Many of the pay-in-four models that are most commonly used by BNPL companies do not comply with the Truth In Lending Acts jurisdiction. These models tiptoe around the The Truth In Lending Act (TILA) where they need not disclose fees and other loan terms as the law only applies to loans that are paid in more than four installments.

Klarna and Affirm are voluntarily providing disclosures and marketing messaging that are required by TILA however many BNPL businesses are still inconsistent with messaging.

According to the Bank Policy Institute, the CFPB should be actively policing and preventing deceptive practices. They are suggesting that the CFPB should require BNPL firms to be more transparent and truthful in their marketing materials.

One of the main concerns is that most BNPL companies set up an autopay linked to their customer’s bank accounts. Most of the time, consumers are not able to stop autopay. This is a serious concern if the user bank accounts are running low or have insufficient funds. Consumers are then forced into paying late fees and insufficient funds fees from their own bank on top of late, interest or other fees from the BNPL lender.

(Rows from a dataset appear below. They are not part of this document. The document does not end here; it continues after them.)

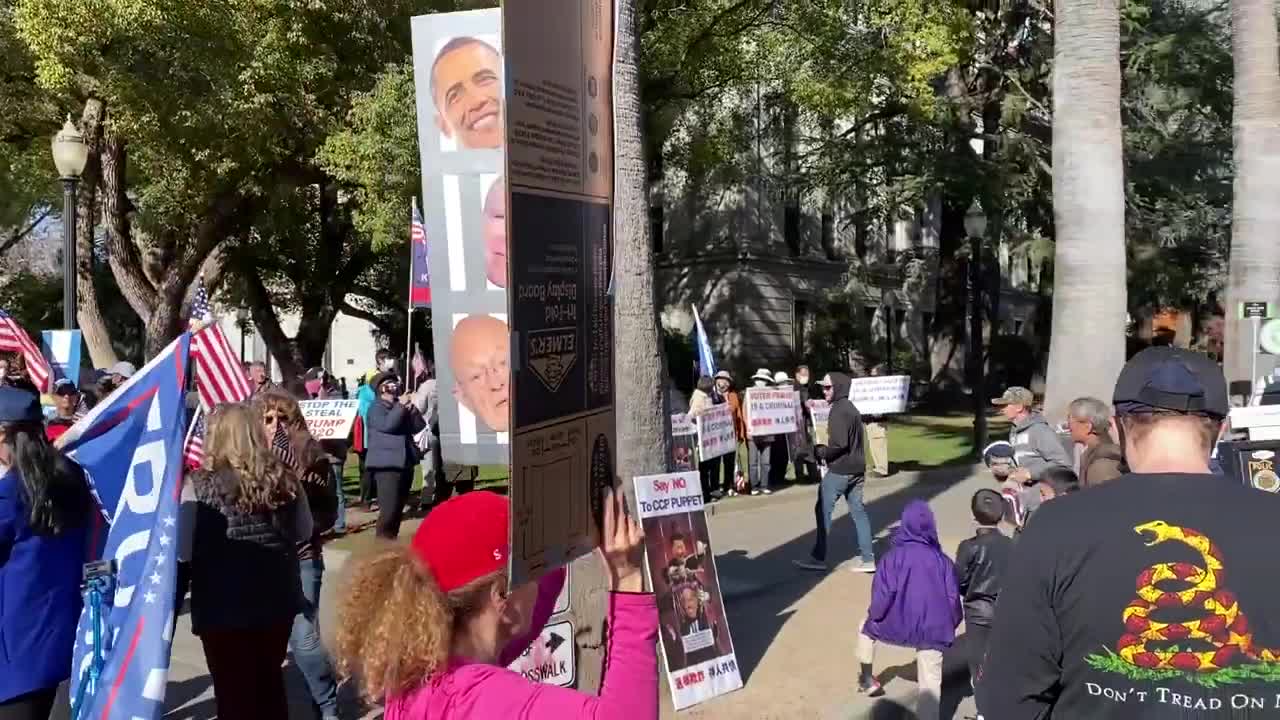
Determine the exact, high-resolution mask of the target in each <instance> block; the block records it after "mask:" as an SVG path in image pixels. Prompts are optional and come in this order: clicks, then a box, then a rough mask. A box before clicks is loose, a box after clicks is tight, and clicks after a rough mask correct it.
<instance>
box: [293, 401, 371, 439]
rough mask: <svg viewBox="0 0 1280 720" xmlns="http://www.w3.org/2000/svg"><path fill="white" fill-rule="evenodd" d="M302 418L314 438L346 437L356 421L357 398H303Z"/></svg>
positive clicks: (302, 404) (359, 405)
mask: <svg viewBox="0 0 1280 720" xmlns="http://www.w3.org/2000/svg"><path fill="white" fill-rule="evenodd" d="M298 406H301V407H302V419H303V420H306V421H307V429H308V430H311V437H314V438H316V439H347V436H349V434H351V425H353V424H355V423H356V410H357V409H358V407H360V401H358V400H303V401H301V402H298Z"/></svg>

In an effort to mitigate this, consumer groups in the US are calling for a larger participant rule for the industry. This rule would allow the CFPB to designate the largest companies in the industry to be consistently supervised for compliance with the law.

The US is not alone, however. The same issue is arising in the UK. According to Rocio Concha, director of policy and advocacy at ‘Which?’, “Our research shows that many users do not realize they are taking on debt or consider the prospect of missing payments”. According to a recent article by PYMNTs, nearly one in four users miss payments on time and one in three in the age group of 18 to 34.

Finally, in addition to the concern around payment plan terms and conditions, BNPL entices younger people into spending more than they can actually afford.

The good news is, the CFPB has been watching the industry since late last year and we will likely see some guidance and oversight on the industry in the next few months.